Звенящий, переливчатый голос заставил Генри забыть об опасности.
— Почему же? — не удержался он.
— Да потому, что пока у тебя есть только моя любовь.
Это твой единственный дар. А ты хочешь большего?
— Но ведь и у тебя он есть…
— Ты еще не дал мне его, — улыбнулась
Нэнси. — Только не торопись с этим. Любовь — вообще дело нелегкое, и твоя
любовь — не исключение. Милый, по-моему, тетя Джоанна очень сердится. Давай
поговорим с ней вместе.
На лестнице стояло полуобнаженное существо, искры и огоньки
пламени срывались с лихорадочно метавшихся рук. Карты между пальцами Джоанны
жили собственной жизнью — так же, как прошлым вечером они жили в руках Нэнси.
Но старуха не смотрела на них. Ослепленная ненавистью, она озиралась по
сторонам и проклинала весь тварный мир, отнявший у нее жертву, вместилище
скрытого бога. Теперь у нее осталось единственное оружие — магический огонь.
Двое влюбленных и Сибил видели, как отчаяние и страсть все полнее овладевают
Джоанной. Она причитала о потерянном ребенке, призывала его вернуться,
проклинала врагов, скрывавших его. Влюбленные крепко держались друг за друга,
Сибил все еще не опускала руку, смиряя силы, которые могли обернуться снежными
зарядами или вынырнуть из центра вихря в человеческом облике. В треугольнике
этих звучавших в унисон душ метался и молил голос Джоанны. Нэнси хотела заговорить,
успокоить, утешить ее, но не посмела. Она боялась услышать ответ. Джоанна
кричала так, как кричали ведьмы на кострах, когда пламя уже охватывало их.
Наверное, они так же призывали невесть кого, и неведомые имена поражали
воображение слушателей.
Однако Нэнси представлялись не ведьмы и не вопли из пламени;
она слышала человеческий зов. Сквозь шквал проклятий она различала плач, идущий
из самых глубин мироздания. Она стиснула руку Генри; звучание этого всемирного
горя подавляло, и она искала поддержки.

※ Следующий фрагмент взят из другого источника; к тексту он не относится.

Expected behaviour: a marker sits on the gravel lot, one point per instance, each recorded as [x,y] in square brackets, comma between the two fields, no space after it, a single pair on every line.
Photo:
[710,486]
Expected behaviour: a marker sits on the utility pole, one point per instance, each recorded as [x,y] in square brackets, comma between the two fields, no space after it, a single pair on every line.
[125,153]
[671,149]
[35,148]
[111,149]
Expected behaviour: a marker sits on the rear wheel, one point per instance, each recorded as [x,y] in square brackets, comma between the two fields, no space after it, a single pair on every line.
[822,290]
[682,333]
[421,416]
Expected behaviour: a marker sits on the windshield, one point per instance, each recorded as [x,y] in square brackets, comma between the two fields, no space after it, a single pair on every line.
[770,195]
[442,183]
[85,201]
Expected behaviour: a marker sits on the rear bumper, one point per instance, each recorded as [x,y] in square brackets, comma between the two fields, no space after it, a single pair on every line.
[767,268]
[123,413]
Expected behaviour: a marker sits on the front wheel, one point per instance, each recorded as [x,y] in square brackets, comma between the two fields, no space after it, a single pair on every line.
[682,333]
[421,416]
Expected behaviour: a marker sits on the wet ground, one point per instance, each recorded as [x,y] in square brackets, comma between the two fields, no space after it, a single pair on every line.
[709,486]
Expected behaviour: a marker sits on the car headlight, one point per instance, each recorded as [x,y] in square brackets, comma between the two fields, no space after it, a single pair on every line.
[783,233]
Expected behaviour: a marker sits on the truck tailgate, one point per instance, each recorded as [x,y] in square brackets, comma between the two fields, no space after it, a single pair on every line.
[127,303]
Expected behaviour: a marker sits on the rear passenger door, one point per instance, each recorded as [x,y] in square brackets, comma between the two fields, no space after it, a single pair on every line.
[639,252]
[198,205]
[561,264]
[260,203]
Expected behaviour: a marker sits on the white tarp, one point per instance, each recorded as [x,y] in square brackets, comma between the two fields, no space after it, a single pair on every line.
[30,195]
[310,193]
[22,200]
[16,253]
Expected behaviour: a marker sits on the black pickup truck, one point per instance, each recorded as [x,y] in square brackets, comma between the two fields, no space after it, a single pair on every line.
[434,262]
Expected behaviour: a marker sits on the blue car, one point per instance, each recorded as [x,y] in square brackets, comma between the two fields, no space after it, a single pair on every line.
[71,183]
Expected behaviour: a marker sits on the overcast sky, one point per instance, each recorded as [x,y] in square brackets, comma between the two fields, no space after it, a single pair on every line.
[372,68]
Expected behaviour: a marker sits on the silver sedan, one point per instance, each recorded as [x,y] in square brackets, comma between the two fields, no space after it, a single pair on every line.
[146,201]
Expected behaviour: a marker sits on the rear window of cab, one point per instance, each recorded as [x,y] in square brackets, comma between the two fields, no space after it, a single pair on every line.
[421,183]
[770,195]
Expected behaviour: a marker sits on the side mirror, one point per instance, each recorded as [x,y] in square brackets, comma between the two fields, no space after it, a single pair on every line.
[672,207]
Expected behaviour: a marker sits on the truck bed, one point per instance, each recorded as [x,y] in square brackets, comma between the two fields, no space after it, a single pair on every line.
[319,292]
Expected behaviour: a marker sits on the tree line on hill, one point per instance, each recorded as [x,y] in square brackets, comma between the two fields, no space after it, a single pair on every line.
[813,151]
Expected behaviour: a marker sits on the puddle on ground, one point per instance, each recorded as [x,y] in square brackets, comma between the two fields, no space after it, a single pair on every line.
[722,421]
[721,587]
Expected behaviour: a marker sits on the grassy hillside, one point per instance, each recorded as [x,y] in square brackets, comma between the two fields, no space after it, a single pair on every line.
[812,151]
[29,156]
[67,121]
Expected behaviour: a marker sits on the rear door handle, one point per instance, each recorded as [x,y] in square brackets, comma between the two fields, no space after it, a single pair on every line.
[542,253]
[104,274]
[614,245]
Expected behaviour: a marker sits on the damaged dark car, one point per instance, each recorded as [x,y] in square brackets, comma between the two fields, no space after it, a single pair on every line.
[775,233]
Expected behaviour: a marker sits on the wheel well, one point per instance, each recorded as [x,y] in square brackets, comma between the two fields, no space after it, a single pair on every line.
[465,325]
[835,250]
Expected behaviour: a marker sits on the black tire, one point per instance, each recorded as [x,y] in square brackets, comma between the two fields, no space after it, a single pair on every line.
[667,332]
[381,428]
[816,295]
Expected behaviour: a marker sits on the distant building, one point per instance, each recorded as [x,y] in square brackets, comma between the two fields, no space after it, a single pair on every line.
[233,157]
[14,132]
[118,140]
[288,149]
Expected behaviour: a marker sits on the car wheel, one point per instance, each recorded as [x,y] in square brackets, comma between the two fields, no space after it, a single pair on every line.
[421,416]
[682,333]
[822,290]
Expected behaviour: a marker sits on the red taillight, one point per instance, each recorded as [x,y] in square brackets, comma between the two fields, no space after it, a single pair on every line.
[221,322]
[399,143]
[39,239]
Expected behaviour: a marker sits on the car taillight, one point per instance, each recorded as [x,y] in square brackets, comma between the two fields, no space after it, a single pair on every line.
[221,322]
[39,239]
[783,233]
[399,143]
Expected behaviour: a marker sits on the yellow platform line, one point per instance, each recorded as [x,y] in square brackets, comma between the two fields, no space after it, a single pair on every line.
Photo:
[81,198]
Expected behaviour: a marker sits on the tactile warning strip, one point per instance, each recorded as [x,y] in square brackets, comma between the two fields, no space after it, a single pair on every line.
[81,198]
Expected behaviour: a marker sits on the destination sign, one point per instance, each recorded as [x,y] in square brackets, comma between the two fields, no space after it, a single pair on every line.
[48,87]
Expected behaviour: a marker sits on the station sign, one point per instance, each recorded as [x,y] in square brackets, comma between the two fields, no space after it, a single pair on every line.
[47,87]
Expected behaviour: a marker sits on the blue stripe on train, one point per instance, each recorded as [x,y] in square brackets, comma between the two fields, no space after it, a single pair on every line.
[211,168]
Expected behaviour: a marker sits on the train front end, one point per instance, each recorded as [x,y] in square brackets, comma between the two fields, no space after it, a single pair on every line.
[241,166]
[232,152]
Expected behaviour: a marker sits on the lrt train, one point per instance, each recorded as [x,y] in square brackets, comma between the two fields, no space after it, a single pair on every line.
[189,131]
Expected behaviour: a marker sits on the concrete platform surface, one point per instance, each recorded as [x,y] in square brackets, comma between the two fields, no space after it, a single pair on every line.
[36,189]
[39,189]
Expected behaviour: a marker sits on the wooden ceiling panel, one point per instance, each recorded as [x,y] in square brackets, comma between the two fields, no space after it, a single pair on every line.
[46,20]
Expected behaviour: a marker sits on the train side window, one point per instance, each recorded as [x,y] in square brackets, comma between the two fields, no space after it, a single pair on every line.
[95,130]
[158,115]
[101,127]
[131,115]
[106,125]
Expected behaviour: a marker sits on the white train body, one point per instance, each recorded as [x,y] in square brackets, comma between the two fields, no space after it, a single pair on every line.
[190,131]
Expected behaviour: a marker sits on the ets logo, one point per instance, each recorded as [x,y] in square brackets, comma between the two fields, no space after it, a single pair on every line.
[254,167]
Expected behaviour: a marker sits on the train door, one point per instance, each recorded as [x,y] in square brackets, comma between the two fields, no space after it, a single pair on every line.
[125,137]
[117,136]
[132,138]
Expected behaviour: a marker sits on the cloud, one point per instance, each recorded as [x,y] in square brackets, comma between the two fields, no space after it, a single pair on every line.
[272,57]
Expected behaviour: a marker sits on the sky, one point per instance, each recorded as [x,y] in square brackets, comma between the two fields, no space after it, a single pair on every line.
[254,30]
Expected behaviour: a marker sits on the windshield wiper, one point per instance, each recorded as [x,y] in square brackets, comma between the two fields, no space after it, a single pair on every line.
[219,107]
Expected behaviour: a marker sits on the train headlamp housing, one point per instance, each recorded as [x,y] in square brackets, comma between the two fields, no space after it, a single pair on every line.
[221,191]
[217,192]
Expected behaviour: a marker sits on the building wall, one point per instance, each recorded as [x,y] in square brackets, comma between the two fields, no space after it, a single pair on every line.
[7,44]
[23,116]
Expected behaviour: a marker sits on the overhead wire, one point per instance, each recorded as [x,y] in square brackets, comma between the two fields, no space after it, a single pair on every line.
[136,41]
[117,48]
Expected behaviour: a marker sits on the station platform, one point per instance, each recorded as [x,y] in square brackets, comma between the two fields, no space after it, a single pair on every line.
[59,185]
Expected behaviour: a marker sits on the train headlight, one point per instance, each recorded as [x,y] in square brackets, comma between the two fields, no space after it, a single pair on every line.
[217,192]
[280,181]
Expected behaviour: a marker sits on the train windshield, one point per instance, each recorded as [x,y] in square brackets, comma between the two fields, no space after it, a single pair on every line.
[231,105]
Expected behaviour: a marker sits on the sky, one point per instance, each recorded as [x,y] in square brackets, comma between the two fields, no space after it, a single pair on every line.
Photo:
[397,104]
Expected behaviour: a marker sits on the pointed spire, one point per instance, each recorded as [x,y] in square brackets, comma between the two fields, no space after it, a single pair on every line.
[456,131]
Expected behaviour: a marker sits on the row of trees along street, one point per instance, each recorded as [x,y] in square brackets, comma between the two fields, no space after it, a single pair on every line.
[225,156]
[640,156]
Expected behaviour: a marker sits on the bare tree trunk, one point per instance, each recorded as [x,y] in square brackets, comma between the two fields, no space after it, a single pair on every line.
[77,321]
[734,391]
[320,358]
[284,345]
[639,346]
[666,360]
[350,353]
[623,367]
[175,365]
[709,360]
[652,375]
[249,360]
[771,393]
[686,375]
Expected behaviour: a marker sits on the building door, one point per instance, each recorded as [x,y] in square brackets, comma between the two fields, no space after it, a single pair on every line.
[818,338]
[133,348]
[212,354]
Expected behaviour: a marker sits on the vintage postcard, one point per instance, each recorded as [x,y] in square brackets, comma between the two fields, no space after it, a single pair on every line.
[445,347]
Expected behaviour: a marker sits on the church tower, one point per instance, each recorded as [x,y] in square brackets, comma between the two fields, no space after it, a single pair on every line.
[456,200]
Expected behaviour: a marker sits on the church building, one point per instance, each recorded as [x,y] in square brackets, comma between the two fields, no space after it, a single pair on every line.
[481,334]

На краю спуска замерло древнее
страдание, человеческое сердце жаловалось и причитало, жаловалось людям,
которые не могли помочь, богам, которые не подавали знака, потому что они-то
как раз и были потеряны. «А-а-а», — длился стон-вопль, и что-то исчезло бесповоротно;
«а-а-а» — и младенец умер. Сами боги подняли вечный плач о нем, потому что они
вечносущи. Джоанна рыдала от ненависти и муки утраты. В ее плаче соединились
все человеческие упования, оказавшиеся напрасными. Литания тоски и боли
поднималась вверх, словно сама земля взывала к вселенной, и навеки бесприютный
земной шар катился и катился по кругу, вращаясь вокруг собственной оси и плача
о себе; и космос был лишь эхом этого плача, а время — мерой рыданий.